Turkish minister's visit raises hopes of thaw with Armenia

(Photo: REUTERS / Bogdan Cristel)An Armenian priest burns incense during a special prayer marking the anniversary of the mass killings of Armenians in Ottoman Empire in 1915, in the Armenian Church in Bucharest April 24, 2012. Armenia, backed by many historians and parliaments, says that about 1.5 million Christian Armenians were killed in what is now eastern Turkey during World War One in a deliberate policy of genocide ordered by the Ottoman government. Successive Turkish governments and the vast majority of Turks feel that the charge of genocide is an insult to their nation. Ankara argues that there was heavy loss of life on both sides during fighting in the area.

YEREVAN (Reuters) - Foreign Minister Ahmet Davutoglu made Turkey's first high-level visit to Armenia in nearly five years on Thursday, raising the prospect of a revival in peace efforts between the historical rivals which stalled in 2010.

Muslim Turkey and Christian Armenia signed accords in October 2009 to establish diplomatic relations and open their land border, trying to revive relations frozen by the legacy of the World War One mass killing of Armenians by Ottoman Turks.

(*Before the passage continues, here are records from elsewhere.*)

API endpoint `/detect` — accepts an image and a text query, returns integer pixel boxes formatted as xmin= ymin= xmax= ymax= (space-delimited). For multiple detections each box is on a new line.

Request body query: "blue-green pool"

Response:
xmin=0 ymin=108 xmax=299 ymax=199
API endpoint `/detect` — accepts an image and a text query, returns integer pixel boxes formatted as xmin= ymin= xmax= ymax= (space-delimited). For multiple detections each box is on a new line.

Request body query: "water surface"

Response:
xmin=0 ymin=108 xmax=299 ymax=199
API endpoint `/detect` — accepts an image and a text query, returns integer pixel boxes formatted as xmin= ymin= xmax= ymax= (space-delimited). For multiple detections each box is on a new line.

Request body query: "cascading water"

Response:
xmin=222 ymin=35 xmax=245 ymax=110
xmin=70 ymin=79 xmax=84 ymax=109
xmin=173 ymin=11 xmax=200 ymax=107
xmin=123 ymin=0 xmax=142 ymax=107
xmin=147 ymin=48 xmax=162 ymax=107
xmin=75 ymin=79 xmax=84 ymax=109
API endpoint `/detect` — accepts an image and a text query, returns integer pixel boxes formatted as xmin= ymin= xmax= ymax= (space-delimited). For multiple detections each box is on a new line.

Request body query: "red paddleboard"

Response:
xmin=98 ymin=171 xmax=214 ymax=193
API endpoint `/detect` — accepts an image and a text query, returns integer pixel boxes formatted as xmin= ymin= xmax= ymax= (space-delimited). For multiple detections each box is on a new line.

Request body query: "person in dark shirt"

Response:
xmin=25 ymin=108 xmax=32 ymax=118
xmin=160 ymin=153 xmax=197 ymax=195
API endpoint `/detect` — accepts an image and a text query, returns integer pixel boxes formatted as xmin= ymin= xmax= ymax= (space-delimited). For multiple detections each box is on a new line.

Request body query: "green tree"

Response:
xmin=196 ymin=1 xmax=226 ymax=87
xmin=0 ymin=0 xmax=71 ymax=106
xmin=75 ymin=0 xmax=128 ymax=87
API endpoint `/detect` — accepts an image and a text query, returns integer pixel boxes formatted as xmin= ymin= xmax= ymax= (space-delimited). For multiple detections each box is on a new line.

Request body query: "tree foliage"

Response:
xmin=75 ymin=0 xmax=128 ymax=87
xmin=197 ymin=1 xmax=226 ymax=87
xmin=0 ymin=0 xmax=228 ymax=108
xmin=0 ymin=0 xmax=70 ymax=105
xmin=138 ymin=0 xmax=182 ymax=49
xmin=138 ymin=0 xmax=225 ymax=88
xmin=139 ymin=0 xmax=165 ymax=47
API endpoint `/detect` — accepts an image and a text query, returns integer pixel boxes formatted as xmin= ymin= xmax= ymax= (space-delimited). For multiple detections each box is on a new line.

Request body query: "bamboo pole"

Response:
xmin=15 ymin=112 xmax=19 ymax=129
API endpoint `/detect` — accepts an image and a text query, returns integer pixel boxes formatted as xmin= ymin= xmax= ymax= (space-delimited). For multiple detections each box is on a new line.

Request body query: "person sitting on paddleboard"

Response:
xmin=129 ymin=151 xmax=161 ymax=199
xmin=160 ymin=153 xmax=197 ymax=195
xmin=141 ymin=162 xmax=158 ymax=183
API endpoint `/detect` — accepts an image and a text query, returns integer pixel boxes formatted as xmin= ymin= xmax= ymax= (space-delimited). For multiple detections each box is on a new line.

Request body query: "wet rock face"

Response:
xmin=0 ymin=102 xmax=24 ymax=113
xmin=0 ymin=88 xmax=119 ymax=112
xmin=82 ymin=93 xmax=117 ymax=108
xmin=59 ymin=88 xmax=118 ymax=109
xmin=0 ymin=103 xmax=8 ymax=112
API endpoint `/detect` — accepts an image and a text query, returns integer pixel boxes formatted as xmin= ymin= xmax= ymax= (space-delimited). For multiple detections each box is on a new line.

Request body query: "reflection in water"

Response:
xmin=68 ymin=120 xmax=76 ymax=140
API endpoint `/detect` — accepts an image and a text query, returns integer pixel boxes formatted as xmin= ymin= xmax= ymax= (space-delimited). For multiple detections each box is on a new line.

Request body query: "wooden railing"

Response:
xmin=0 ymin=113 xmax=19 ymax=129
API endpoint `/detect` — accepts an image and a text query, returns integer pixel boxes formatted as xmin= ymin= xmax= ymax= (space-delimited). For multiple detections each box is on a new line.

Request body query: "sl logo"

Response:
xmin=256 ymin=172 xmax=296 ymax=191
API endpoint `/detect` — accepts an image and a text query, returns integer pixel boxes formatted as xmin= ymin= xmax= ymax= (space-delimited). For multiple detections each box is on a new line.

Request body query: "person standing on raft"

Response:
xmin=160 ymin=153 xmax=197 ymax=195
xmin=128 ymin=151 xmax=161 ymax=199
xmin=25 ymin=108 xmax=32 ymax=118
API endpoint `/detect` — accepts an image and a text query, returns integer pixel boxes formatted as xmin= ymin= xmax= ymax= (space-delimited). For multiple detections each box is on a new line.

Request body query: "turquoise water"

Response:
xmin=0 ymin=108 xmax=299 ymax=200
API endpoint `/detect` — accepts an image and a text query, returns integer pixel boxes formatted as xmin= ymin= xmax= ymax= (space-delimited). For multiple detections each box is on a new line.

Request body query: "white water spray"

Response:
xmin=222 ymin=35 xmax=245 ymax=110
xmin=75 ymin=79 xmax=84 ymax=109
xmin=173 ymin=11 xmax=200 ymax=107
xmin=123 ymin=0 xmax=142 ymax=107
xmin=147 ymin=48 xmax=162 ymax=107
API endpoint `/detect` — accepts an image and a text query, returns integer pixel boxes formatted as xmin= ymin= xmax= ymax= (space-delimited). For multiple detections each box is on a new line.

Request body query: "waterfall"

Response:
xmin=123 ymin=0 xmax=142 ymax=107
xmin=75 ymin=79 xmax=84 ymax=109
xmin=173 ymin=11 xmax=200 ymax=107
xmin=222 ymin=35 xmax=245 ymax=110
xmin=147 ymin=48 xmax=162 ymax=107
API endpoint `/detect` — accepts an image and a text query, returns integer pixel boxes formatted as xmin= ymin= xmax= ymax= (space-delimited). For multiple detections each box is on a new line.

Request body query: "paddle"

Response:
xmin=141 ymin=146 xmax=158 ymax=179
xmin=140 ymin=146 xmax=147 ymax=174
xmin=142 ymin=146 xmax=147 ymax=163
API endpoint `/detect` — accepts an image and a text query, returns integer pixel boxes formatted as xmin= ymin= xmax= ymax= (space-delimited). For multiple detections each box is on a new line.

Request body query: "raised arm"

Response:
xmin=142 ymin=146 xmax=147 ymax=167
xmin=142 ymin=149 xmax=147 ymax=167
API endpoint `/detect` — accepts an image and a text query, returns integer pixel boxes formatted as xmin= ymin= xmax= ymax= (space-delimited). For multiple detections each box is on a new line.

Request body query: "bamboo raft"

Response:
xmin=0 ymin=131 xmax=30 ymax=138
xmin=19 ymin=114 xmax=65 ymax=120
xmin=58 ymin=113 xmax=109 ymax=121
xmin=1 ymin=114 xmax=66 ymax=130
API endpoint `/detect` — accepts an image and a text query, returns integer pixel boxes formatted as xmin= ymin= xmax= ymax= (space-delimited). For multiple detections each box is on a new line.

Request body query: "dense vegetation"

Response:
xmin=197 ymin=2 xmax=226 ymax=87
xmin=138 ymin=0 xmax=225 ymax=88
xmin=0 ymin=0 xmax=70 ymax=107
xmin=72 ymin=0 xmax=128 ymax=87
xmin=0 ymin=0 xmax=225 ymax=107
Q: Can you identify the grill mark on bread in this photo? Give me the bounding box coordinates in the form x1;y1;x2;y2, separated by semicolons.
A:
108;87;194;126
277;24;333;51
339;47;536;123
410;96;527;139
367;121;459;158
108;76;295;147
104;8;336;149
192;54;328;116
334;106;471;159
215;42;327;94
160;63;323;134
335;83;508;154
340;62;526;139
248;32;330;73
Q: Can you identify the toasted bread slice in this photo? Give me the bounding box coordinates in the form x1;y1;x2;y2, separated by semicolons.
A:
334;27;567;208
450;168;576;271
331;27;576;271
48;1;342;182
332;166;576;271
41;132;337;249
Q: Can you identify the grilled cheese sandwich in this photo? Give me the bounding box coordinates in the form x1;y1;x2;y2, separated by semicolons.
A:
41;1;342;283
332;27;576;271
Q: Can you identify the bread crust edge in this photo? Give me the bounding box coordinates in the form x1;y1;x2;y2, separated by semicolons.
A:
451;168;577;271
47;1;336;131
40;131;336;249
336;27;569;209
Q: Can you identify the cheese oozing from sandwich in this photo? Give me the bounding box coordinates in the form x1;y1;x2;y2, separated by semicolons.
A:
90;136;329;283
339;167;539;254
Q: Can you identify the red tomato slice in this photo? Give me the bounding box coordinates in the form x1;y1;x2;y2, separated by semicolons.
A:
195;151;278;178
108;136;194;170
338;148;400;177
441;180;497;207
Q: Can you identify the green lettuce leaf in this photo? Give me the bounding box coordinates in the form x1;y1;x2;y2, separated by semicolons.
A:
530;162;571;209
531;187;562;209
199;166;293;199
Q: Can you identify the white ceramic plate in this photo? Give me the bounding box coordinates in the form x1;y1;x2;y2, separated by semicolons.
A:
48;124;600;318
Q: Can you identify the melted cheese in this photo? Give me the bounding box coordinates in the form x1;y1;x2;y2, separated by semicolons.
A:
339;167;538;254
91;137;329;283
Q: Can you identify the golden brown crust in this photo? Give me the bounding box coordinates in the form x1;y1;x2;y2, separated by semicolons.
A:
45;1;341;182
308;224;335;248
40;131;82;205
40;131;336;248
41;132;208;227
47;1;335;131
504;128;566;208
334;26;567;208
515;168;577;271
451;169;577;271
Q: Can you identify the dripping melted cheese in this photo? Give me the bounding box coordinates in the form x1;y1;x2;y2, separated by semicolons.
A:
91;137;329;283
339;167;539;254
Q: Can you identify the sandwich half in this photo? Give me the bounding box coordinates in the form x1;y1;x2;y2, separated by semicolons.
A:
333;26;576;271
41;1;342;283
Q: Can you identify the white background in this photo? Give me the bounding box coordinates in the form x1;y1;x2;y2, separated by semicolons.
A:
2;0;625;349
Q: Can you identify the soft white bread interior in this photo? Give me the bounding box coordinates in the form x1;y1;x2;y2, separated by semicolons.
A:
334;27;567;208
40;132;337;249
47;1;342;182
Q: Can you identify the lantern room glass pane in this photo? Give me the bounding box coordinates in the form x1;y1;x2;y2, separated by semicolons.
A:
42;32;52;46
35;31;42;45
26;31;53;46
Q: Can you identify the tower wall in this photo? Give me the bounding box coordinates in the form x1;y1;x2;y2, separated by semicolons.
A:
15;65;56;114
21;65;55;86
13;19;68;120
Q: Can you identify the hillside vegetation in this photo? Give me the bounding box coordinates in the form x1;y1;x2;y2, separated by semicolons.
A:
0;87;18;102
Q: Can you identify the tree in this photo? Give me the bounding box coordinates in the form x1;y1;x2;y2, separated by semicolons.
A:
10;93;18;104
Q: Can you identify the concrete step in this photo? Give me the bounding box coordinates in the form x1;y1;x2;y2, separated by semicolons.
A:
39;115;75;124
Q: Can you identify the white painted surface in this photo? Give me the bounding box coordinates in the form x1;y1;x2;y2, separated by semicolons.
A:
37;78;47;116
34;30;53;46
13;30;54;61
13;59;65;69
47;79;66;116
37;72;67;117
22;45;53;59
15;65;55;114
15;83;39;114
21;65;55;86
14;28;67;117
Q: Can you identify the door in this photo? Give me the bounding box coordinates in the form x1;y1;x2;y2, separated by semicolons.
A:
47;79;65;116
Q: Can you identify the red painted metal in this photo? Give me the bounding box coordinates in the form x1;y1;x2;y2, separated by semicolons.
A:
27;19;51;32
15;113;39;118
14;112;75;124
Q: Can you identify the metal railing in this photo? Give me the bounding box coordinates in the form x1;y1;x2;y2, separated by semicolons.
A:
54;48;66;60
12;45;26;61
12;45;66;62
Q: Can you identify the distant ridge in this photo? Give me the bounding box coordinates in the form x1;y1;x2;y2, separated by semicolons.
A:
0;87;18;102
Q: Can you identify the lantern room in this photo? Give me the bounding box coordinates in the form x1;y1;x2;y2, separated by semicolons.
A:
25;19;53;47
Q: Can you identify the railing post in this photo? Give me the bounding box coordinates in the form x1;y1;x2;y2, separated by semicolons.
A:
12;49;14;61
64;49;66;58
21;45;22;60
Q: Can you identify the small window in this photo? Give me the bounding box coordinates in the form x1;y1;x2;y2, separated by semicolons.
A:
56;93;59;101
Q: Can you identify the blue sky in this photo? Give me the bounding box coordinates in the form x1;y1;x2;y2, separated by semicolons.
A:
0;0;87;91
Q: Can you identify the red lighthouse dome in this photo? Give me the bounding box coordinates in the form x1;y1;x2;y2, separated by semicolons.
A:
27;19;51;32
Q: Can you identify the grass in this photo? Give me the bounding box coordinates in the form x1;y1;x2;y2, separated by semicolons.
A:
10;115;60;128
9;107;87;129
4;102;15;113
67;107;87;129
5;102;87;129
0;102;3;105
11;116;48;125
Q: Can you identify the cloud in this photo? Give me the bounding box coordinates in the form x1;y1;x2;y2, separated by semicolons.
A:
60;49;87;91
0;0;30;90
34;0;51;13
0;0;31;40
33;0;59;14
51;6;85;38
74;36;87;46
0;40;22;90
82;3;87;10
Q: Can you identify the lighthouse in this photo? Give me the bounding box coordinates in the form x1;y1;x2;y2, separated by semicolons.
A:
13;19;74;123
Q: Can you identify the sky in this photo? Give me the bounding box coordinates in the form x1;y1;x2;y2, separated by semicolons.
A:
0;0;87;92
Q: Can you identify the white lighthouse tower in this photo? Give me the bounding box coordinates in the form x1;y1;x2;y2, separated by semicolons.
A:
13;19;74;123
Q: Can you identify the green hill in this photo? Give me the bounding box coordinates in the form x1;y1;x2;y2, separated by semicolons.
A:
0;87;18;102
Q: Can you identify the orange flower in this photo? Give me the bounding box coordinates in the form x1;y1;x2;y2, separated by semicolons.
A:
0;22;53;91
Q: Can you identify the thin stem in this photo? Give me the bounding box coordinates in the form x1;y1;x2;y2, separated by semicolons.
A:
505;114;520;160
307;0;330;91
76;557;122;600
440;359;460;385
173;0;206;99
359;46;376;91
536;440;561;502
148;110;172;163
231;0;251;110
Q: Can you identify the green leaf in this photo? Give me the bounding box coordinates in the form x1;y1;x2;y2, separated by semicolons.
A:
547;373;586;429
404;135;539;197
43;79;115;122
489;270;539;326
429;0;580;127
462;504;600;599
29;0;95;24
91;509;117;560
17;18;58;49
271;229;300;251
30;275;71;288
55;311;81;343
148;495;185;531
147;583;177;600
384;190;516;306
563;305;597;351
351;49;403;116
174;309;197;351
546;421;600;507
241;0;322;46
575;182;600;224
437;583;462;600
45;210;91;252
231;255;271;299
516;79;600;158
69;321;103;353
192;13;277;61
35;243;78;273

Yerevan suspended ratification of the peace accords six months later, setting back to square one U.S.-backed efforts to bury a century of hostility between the neighbours.

Davutoglu was set to meet his Armenian counterpart Edward Nalbandian on the sidelines of a Black Sea Economic Cooperation (BSEC) group meeting.

"I hope my Yerevan visit will contribute to efforts for a comprehensive peace and economic stability in the BSEC region and the Caucasus in particular," Davutoglu wrote on Twitter.

The last visit by a Turkish minister was in April 2009, six months before the protocols were signed, when Deputy Prime Minister Ali Babacan attended a BSEC meeting in Yerevan.

Turkey closed its border with Armenia in 1993 in solidarity with Azerbaijan during the war in Nagorno-Karabakh, when ethnic Armenians backed by Armenia threw off Azeri rule with the collapse of the Soviet Union.

Turkish critics of the deal between Ankara and Yerevan had said it was a betrayal of fellow Turkic-speaking Azerbaijan, while Armenian opponents said the accords betrayed Armenian efforts to have the massacres during World War One recognised internationally as genocide.

Turkey accepts many Armenians died in partisan fighting beginning in 1915 but denies that up to 1.5 million were killed and that it amounted to genocide - a term used by some Western historians and foreign parliaments.